Implementing such an official feature into all products, not only Android-based devices, should decrease theft rates dramatically, as most crimes of this sort have a simple goal in mind, selling the stollen device for a profit. Once an Android phone is stolen, it can be easily wiped clean using the casual hard-reset procedure or through third-party applications like ClockworkMod, and then sold at a much cheaper price.
Few are those who can withstand the temptation of purchasing a high-end device at half of price. Criminals also benefit from the trade, as they’re getting paid nicely for a few minutes of “work.” Unfortunately, when greed exceeds good sense, violent events take place and there have been cases where owners have been even killed for their devices.
Will manufacturers agree?
Looking at the financial side of things, you could think they have no reasons of doing so. When someone loses their device, vendors generally benefit from the unfortunate event by turning a profit on a device that serves as a replacement.
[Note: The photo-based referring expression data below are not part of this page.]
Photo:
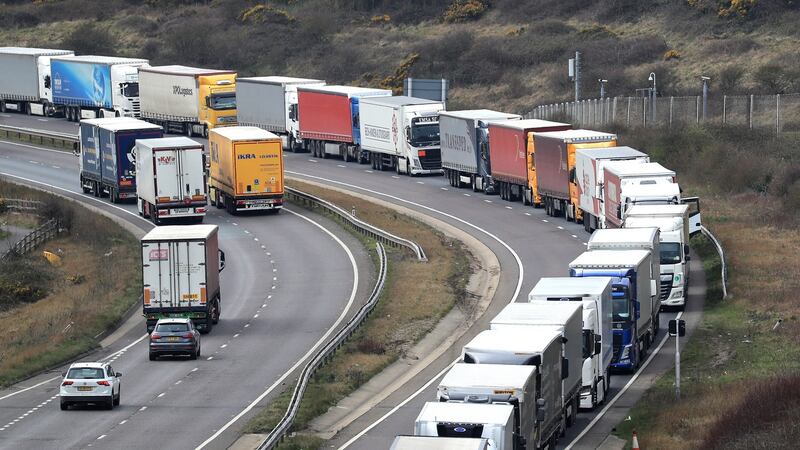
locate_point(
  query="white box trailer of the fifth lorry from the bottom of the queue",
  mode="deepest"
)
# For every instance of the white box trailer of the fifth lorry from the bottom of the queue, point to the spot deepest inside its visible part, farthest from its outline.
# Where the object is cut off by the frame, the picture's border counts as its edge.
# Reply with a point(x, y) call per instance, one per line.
point(568, 318)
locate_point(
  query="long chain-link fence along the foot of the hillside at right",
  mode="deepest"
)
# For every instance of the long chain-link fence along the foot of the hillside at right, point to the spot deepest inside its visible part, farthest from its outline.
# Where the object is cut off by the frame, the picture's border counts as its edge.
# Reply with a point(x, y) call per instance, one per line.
point(779, 112)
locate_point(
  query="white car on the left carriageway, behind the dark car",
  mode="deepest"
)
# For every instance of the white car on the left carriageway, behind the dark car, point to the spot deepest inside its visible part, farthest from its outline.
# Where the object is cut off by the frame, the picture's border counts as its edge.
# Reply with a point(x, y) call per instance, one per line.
point(90, 382)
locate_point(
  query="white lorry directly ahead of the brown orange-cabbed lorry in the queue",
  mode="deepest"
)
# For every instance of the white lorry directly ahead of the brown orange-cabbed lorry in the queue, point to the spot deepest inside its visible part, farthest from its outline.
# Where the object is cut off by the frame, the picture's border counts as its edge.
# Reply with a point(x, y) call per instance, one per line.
point(589, 170)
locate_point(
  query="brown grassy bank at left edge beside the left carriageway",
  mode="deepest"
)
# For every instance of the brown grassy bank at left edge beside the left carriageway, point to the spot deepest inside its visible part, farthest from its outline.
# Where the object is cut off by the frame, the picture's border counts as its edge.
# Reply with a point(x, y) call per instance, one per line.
point(75, 302)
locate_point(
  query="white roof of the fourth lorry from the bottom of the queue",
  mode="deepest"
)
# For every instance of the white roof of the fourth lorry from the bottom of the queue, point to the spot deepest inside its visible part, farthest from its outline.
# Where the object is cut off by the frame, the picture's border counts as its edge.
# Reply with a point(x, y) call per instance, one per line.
point(522, 341)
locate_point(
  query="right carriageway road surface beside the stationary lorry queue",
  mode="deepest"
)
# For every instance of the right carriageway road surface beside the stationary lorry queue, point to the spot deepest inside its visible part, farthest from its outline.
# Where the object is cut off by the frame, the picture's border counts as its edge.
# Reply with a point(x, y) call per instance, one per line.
point(528, 244)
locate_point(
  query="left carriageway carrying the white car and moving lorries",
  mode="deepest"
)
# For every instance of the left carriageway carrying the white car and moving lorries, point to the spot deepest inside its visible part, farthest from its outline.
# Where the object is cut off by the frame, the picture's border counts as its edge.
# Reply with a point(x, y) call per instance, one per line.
point(180, 403)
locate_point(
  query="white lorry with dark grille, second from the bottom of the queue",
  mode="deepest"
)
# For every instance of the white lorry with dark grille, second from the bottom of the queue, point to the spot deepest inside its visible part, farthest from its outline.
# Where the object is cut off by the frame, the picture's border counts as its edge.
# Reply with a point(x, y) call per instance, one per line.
point(469, 420)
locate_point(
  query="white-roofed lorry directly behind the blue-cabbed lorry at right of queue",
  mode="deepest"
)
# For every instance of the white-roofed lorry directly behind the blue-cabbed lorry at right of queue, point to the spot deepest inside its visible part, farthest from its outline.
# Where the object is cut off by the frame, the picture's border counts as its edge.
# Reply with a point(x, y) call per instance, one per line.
point(634, 239)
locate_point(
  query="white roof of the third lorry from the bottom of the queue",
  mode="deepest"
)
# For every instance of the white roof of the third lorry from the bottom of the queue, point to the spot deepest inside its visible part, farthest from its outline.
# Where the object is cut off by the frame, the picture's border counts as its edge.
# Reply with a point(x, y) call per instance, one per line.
point(464, 375)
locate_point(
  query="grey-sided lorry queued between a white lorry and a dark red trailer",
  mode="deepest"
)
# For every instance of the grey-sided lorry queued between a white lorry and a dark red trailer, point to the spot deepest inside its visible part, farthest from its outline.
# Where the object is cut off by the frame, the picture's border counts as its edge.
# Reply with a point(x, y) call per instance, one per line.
point(465, 147)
Fortunately, there are other principles at stake. At the beginning of April, Gascon called Tim Cook for a similar discussion over the same matter. Apple replied via its Government Liaison Michael Foulkes, who concluded the process of elaborating such technologies would be long and complicated.
Hopefully, with a larger mechanism in motion and with more participants present at this discussion tides will turn around. We personally place our trust in Google, which has proved of being a freedom-fighter on various occasions.
Perhaps the meeting will have even more effect if carriers would also be invited to attend this discussion. Using a product’s IMEI, a unique identifier for each device, mobile operators can remotely black-list stolen devices to prevent them from being used in a certain market. Unfortunately, this can also be used against consumers, as products are black-listed only after filing an official complaint, and in the meantime the thief can already sell them to unsuspecting buyers.
Until a solution is in place, lawful Android users can protect their device and prevent losing personal data alongside their handy mobile assistant by appealing to an external protective solution, which can locate, erase or block devices from the distance.